"Machine Learning" And "Frontiers In Evolutionary Computation"
I have read a post from our blog friend Julian Togelius concerning key scientific challenges in machine learning. It is from a researcher at Yahoo! It's funny: When someone tries to set up a list of top something (facts, songs, challenges, whatever...) the bias towards the author's own area of interest seems almost inescapable.
It is an extremely limited list of "challenges" and I would not say they are challenges at all. Further I explain why and point to a similar situation I once had while reading an edited evolutionary computation "book". But before begining my arguments, let me tell you that I do not intend, in any way and in any sense, to slur the work/research of anyone else out there. It is just my own opinion and not the real true itself.
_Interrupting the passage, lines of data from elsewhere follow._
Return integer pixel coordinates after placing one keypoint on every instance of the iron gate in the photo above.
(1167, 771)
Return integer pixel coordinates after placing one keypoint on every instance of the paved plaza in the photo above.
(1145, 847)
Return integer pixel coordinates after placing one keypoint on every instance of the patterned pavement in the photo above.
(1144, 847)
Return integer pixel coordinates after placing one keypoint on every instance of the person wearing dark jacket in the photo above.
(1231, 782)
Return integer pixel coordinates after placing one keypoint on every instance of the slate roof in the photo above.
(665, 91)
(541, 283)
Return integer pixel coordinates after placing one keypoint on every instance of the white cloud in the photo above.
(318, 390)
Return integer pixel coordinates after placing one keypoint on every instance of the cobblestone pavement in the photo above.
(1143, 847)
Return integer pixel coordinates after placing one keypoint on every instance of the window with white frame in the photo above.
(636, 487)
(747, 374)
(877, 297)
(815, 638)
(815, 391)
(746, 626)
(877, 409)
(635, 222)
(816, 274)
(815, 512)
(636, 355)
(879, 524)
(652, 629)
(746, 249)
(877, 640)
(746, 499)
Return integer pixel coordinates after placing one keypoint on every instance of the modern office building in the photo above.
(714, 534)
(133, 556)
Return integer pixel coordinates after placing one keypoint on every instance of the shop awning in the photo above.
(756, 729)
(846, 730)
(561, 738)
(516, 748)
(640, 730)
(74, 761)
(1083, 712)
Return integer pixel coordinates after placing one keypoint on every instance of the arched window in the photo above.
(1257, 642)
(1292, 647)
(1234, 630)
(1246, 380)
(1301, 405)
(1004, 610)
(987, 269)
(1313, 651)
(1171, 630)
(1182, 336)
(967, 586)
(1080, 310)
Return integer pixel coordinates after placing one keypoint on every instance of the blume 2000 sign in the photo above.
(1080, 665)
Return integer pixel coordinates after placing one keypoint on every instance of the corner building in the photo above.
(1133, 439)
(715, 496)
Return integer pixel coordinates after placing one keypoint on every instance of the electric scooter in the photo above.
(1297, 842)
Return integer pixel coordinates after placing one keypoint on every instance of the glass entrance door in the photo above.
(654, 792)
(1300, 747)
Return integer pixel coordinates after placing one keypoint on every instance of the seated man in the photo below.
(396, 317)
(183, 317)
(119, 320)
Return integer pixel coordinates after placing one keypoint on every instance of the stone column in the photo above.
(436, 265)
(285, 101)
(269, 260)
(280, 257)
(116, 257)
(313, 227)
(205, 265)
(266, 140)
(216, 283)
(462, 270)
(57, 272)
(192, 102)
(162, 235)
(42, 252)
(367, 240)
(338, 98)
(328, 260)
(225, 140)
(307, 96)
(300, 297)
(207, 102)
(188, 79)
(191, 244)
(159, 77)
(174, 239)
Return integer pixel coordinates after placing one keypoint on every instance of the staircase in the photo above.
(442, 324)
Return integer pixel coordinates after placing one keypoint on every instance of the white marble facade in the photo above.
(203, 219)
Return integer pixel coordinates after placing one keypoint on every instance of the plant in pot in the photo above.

Once I read some pages of an evolutionary computation book named "Frontiers Of Evolutionary Computation", an edited volume in which there were some well known researchers stating what they see as a frontier in that field. Despite the grandeur book title when we take a look at the crude reality we realize the most known and applied evolutionary algorithm still is the good old elitist Simple Genetic Algorithm (SGA), which dates back to the early 1970s (or late 1960s). In my opinion, that could be the main frontier in evolutionary computation today: Why, despite all the new types of evolutionary-based algorithms, the most known and used still is the good old elitist SGA? That is ironic. I think the main reason for the elitist SGA's big mainaasuccess is due to the heuristic knowledge its users have embedded in it.
Maybe, the book was not so much about frontiers in evolutionary computation, but research problems the authors were facing and those problem may or may not represent a frontier in that research area -- therefore, I consider a more honest book title would be "Guess What??? We Are Still Using The Good Old Elitist SGA". The same is valid for the Yahoo! guy: I consider that list he made was not composed of key scientific challenges in machine learning, but only key information technology problems Yahoo! has faced. Those problems can be solved through the knowldge science has to give us.
Just a final word about the aforementioned edited book. It seems our time is living an interesting, let's say, post-modern times phenomenon: Edited books. Springer has lots and lots of them, ranging from some well obscure book titles and areas to subjects that hardly will find a passionate reader -- surely, there are nice titles too. Nowadays, anything is eligible to become an edited book: From umbrellas to telephone cabins. I look at those books with a grain of salt: I doubt if, indeed, there is a nice amount of interest on them. For example, take a look at how many persons have bought the book above at Amazon.com.
I hope that some well regarded journals do not endeavour in such a practice. Otherwise, soon we will see journals like "IEEE Transactions On Telephone Cabins".